Uganda is currently recovering, or trying to recover, from a 23 year war that left the country in absolute ruin. I don't mean a wrecked economy or burned villages or civil war or anything as simple as that. The reality is far more nightmarish. What I mean is the abduction of an estimated 66,000 children who were forced to become child soldiers under penalty of death, some as young as five years old. Children who speak of the murders they were forced to commit in voices still unchanged by puberty, the murders of other innocent men, women and children, some even among their own ranks. Children who tried to escape their captors were brought back and killed by their fellow child soldiers, sometimes hacked to death with machetes, sometimes trampled with bare feet.

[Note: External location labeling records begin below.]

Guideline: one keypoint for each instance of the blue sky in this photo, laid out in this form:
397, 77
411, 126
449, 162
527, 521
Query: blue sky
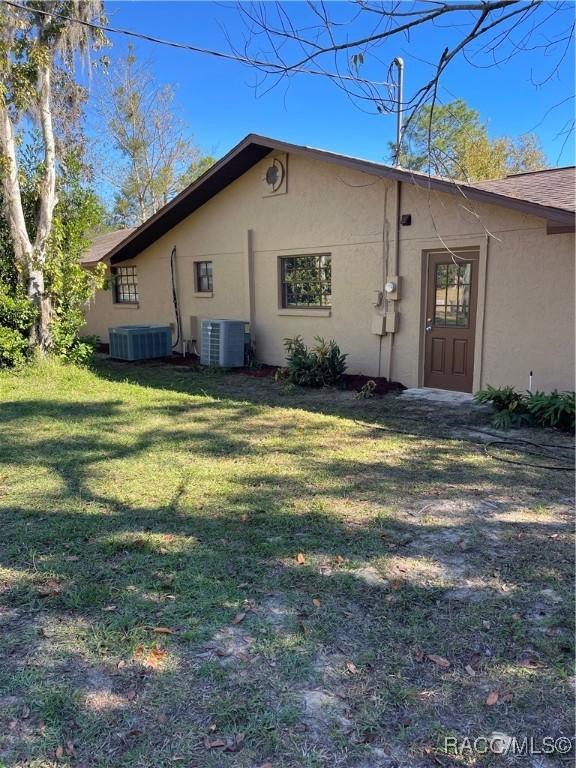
219, 100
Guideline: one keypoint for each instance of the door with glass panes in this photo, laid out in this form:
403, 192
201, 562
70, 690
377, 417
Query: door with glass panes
452, 290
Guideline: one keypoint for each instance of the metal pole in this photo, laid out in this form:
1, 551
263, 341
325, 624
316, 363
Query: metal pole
399, 104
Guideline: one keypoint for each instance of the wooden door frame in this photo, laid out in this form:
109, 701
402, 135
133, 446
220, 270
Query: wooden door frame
461, 244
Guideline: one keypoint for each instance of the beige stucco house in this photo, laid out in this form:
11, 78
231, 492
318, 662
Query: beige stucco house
421, 280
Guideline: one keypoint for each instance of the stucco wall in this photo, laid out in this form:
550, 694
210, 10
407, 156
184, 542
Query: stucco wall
528, 313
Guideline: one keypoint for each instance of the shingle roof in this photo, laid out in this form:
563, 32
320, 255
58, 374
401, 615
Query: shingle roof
554, 187
103, 244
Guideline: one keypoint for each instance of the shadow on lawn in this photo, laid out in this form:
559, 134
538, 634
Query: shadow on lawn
78, 560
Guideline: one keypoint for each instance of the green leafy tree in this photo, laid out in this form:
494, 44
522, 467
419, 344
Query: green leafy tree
77, 213
156, 156
451, 140
39, 48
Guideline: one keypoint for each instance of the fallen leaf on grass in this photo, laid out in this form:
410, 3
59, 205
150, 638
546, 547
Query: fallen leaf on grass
233, 745
214, 743
50, 588
530, 664
426, 695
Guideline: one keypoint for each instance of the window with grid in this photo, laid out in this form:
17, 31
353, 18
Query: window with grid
452, 300
204, 281
125, 285
306, 281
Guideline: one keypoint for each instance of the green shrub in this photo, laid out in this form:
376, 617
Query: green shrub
321, 365
13, 348
17, 314
555, 409
516, 409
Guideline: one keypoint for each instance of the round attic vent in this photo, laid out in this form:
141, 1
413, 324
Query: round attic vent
275, 174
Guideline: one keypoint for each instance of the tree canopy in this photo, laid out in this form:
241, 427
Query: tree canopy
452, 140
153, 155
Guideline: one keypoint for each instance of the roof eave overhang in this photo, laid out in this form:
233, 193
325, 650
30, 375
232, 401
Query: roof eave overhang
254, 148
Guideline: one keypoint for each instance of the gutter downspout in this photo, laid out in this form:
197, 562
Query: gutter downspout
249, 290
176, 300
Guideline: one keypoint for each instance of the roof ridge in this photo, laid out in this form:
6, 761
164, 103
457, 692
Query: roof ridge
542, 170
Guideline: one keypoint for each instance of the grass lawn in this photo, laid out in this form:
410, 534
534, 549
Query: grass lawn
207, 570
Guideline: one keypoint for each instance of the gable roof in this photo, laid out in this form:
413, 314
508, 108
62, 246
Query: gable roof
103, 244
548, 205
551, 187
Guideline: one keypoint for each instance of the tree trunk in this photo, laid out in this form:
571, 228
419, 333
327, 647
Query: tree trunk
30, 257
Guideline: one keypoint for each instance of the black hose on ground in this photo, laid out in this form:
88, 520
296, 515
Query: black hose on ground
543, 449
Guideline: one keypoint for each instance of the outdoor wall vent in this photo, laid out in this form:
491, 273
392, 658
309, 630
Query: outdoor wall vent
223, 343
275, 175
140, 342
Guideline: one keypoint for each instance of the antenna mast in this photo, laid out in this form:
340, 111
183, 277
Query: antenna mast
399, 63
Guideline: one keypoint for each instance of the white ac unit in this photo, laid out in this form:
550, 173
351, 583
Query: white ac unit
223, 343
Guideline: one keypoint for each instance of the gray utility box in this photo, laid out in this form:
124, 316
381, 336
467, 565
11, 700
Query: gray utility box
140, 342
223, 343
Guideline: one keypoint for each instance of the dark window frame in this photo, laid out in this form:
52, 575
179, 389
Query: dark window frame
125, 285
204, 276
302, 287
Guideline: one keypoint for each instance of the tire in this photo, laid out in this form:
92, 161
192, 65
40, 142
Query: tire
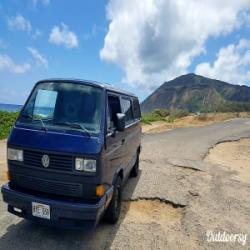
114, 209
135, 170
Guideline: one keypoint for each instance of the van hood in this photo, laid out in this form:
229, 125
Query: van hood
55, 140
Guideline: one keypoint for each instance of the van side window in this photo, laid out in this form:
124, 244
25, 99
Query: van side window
113, 109
127, 110
136, 109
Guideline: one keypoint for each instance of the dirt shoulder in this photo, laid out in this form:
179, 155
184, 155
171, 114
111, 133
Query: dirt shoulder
191, 120
234, 156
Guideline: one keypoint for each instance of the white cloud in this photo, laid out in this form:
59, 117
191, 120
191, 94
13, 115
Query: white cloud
155, 40
7, 64
40, 59
63, 36
19, 23
231, 65
43, 2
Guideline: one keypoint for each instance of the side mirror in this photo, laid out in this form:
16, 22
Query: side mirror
120, 121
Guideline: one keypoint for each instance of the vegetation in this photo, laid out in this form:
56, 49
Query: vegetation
7, 120
164, 115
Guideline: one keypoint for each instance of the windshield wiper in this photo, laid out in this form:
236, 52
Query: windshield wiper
74, 125
36, 119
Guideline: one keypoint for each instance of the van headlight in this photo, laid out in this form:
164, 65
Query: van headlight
86, 165
15, 154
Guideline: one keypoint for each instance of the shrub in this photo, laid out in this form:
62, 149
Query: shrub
156, 115
203, 117
7, 120
179, 113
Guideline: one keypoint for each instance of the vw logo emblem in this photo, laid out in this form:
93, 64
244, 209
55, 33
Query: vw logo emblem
45, 161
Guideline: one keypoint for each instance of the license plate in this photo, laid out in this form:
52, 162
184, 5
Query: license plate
40, 210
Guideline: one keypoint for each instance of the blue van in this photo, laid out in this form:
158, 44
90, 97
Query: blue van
70, 151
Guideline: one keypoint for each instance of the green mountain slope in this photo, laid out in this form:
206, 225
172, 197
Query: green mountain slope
198, 93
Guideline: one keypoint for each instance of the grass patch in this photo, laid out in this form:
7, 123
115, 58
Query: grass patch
7, 120
163, 115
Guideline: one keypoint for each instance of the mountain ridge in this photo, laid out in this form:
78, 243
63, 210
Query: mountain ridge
197, 93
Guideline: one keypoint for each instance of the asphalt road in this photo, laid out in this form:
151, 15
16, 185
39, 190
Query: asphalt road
175, 200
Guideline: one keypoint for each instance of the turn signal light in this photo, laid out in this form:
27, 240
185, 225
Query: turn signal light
99, 191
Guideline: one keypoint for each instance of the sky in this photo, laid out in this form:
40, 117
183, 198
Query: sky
135, 45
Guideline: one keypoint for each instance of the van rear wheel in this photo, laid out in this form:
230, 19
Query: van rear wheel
135, 170
114, 209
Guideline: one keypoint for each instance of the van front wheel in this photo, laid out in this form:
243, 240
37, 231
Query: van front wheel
114, 209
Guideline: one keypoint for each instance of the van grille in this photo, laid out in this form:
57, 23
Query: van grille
57, 162
49, 186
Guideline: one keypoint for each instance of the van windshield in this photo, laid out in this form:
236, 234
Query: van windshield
64, 105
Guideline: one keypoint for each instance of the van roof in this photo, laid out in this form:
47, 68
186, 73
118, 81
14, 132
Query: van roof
103, 85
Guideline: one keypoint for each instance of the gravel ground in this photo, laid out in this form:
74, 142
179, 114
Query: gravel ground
180, 194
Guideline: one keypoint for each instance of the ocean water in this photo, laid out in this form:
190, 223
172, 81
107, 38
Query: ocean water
10, 107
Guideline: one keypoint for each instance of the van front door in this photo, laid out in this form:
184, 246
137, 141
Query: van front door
115, 140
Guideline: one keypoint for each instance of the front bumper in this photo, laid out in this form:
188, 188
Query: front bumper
62, 213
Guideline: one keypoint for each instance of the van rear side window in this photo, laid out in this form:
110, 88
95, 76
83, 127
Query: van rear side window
127, 110
136, 109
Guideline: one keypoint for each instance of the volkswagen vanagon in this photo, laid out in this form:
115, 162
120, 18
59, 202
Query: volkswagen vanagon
70, 151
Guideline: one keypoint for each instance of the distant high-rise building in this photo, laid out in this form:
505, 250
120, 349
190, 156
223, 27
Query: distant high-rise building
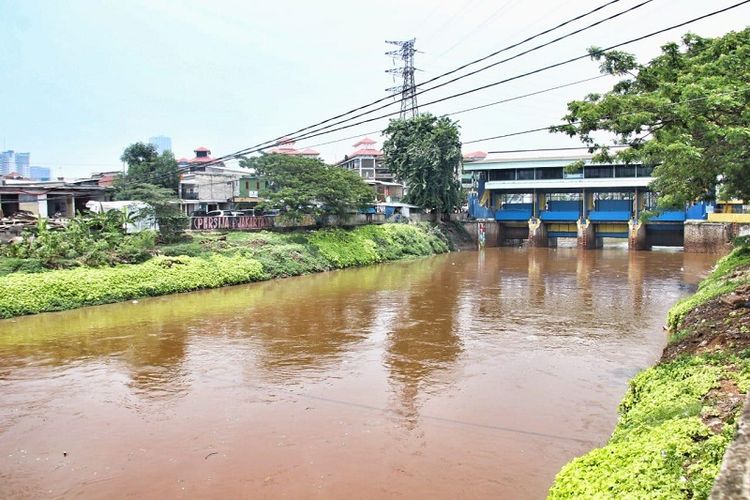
23, 168
11, 162
40, 174
161, 143
6, 162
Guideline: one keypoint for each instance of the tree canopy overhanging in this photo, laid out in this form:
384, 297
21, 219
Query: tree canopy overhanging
686, 112
147, 166
309, 186
424, 153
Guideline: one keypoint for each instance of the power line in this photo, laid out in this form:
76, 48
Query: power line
521, 132
464, 66
506, 80
549, 128
494, 103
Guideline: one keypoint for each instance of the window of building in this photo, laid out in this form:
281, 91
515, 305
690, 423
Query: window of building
625, 171
591, 172
563, 196
502, 175
549, 173
645, 171
525, 174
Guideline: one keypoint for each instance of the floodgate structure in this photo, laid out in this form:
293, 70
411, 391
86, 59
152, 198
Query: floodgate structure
538, 200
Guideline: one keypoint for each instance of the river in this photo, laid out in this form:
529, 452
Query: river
463, 375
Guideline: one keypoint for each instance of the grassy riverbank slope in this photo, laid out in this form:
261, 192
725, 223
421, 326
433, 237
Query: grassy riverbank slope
215, 260
678, 417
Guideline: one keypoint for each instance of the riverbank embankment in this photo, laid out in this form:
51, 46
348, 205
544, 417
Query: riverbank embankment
214, 260
678, 417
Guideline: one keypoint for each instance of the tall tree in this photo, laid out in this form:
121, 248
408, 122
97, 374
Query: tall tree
153, 179
147, 166
308, 186
687, 112
424, 152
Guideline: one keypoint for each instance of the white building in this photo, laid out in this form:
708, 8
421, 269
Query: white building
162, 143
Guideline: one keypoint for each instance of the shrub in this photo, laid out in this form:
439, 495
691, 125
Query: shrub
10, 265
717, 284
208, 263
68, 289
660, 448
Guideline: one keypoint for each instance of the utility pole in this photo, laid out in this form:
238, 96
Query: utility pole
408, 88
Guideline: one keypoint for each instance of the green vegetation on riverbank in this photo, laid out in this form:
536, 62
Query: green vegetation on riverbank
678, 417
214, 260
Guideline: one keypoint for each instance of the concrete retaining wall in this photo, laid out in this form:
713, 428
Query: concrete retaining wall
734, 479
707, 237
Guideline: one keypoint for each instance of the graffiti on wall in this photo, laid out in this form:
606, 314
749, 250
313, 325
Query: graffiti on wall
242, 223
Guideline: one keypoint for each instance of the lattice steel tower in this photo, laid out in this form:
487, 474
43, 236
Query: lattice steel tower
408, 88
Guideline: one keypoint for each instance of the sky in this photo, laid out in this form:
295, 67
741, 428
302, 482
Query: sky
82, 79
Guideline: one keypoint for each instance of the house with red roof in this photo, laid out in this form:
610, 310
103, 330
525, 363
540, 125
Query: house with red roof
199, 161
286, 147
367, 162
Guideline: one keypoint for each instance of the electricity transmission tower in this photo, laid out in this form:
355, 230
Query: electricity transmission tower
408, 88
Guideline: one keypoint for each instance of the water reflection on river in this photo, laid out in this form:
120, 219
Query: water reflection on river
471, 374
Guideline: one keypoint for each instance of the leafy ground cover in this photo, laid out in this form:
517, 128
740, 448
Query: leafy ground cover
678, 417
211, 261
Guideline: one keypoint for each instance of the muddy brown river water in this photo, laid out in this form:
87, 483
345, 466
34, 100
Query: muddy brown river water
463, 375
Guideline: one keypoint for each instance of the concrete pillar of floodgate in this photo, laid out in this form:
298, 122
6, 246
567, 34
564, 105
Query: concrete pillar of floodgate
473, 229
537, 233
586, 235
637, 235
492, 234
588, 203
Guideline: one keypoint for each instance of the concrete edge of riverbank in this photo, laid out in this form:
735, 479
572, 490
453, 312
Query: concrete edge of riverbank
234, 259
734, 479
679, 417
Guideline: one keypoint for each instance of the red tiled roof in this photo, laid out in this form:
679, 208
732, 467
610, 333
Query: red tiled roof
366, 141
366, 152
475, 155
106, 180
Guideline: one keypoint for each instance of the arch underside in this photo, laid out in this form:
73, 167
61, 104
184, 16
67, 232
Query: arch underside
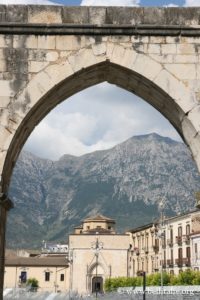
87, 77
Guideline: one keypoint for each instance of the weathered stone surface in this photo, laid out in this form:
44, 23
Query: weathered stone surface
68, 43
44, 14
17, 14
53, 52
33, 64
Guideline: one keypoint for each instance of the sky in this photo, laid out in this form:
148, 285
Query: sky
109, 2
102, 116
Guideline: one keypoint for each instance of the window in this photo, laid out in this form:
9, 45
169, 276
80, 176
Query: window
62, 277
171, 236
180, 254
47, 276
172, 256
180, 231
188, 252
188, 229
23, 277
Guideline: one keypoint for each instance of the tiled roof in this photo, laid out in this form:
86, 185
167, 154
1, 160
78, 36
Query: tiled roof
37, 261
99, 218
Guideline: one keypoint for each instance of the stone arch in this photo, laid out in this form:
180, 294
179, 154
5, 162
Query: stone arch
124, 67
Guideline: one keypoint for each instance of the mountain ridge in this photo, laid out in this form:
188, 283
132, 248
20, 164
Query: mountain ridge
124, 182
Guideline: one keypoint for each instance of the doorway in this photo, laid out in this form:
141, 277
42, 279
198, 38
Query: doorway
97, 284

Of course, these were only the boys. The girls were used as sex slaves, or given as wives to high ranking officers, at which point nearly 100% of them contracted sexually transmitted diseases. Many are now teen mothers, orphans themselves, with no means of survival and no hope.
The group responsible for this is known as the Lord's Resistance Army, led by Joseph Kony, a former witch-doctor turned bat-shit-crazy Christian rebel leader. The Lord's Resistance Army began in 1989 in northern Uganda in armed opposition of the government. At first they were supported, but they were quickly seen for the maniacs that they are, and their support dwindled. This is when they turned to abduction, a practice that they carry out in the name of Jesus Christ, who they claim described the conversion to Christianity as the process of catching fish.
Everything the LRA does is carried out in the name of Christian virtues. Officers sprinkle holy water on the child soldiers before they go into battle, in order to shield them from bullets. It's a good thing too, because the soldiers are specifically forbidden to seek any kind of shelter. For this reason, the LRA's battles are notoriously bloody. (Side note: Members of the LRA are also not allowed to kill snakes or bees. I don't know if that has anything to do with Christianity, but it serves to demonstrate how deranged the LRA is.)
Also, while it is widely disputed just exactly what the LRA is trying to accomplish, it is generally recognized that Kony would like to establish a theocratic government in Uganda based directly on the ten commandments (a contradiction so obvious that I feel it requires no commentary.)
On the warpath to establish his Christian state, Kony is responsible for some of the most obvious and jaw-dropping cases of human rights violations in recent memory. During the height of abductions by the LRA, an estimated 40,000 children would walk for hours every night in order to sleep in the protection of the major towns. The government responded to the LRA's campaign of terror by placing 2 million northern Ugandans into Internally Displaced Persons camps. The IDP camps were so poorly run that, according to one report, 1,000 people died every week due to inadequate health and sanitation provisions. 1.6 million people still live in these camps, and 70% of these people are children.
Today, the LRA has retreated for the most part to the Democratic Republic of the Congo (a shit storm of epic proportions that deserves its own blog) but the damage they have done is everlasting.
I think it's easy not to be surprised by this sort of thing. We hear about it all the time, child soldiers, brain washing, mutilation and rape, mass murder, yadda yadda yadda. Oh what a terrible atrocity, yeah yeah, we get it. The fact of the matter is, it is astounding and awful and should be really, really surprising. These aren't Africans who are made to suffer, these aren't Ugandans, they are people, real people, as real as you. These are children from Christ sakes (no pun intended.) I mean, the US invades Iraq to liberate the people because we care so much about human rights, and in the meantime aid is being cut to Africa, where some of the most heinous atrocities ever take place year after year? Does that make sense? DOES IT?

Oops, sorry, don't know where that came from. For another time, I suppose.